Climbing out of the throes of budget cuts, UC Davis’s founding college—committed to addressing critical issues related to agriculture, the environment, food systems, and human and social sciences—has been growing steadily and is poised to be strengthened by Dillard’s experience as an accomplished scientist and administrator. The Bay Area native left Davis in 1984 to join the faculty of plant pathology at Cornell University’s New York Agricultural Experiment Station in Geneva, and later became associate dean of Cornell’s College of Agriculture and Life Sciences and the College of Human Ecology, as well as director of its Cooperative Extension program.

Dillard, a plant pathologist, feels at home in the UC Davis greenhouse. PHOTO: Molly Oleson

CA&ES, like CNR, is affiliated with the multi-campus UC Division of Agriculture and Natural Resources, which provides a research- and outreach-focused partnership between the U.S. Department of Agriculture and land-grant institutions. “When you put it all together, it’s greater than the sum of its parts,” Dillard says of the college’s three synergistic components: teaching, research, and outreach.

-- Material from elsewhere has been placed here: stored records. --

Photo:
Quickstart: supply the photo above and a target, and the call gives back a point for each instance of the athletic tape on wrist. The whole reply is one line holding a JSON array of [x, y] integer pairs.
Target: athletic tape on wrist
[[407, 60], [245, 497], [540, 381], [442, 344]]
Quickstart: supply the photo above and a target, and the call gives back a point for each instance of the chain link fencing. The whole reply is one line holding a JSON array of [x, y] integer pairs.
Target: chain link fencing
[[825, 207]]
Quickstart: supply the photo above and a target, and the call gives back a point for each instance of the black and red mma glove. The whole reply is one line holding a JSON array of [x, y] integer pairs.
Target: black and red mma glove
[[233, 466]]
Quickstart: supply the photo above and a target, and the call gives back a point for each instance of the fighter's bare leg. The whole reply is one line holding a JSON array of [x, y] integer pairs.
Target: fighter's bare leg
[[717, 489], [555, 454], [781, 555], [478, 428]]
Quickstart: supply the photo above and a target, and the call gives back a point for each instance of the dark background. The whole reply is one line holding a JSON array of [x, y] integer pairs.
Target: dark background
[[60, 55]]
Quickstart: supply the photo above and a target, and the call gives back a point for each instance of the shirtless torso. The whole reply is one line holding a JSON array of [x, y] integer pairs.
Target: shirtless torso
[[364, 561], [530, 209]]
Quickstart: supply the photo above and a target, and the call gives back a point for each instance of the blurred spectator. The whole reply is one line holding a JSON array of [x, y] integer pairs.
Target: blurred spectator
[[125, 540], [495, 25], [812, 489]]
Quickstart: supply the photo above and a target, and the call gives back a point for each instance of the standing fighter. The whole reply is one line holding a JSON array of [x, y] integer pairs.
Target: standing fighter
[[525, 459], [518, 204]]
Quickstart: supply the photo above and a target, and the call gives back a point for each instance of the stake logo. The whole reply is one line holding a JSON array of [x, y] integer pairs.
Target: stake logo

She has grand visions for each. Goals for the academic component range from improving laboratories and fostering multidisciplinary collaborations, to guiding students in discovering what they’re passionate about, to ensuring that the dean’s office is a place that enables growth in the faculty’s work. “We [the administration] tend to become the people that have all the rules—‘Here’s what you can’t do,’” Dillard says. “I’m looking for ways to make us more the kind of place faculty can come to help get what they need to go for their next grant.”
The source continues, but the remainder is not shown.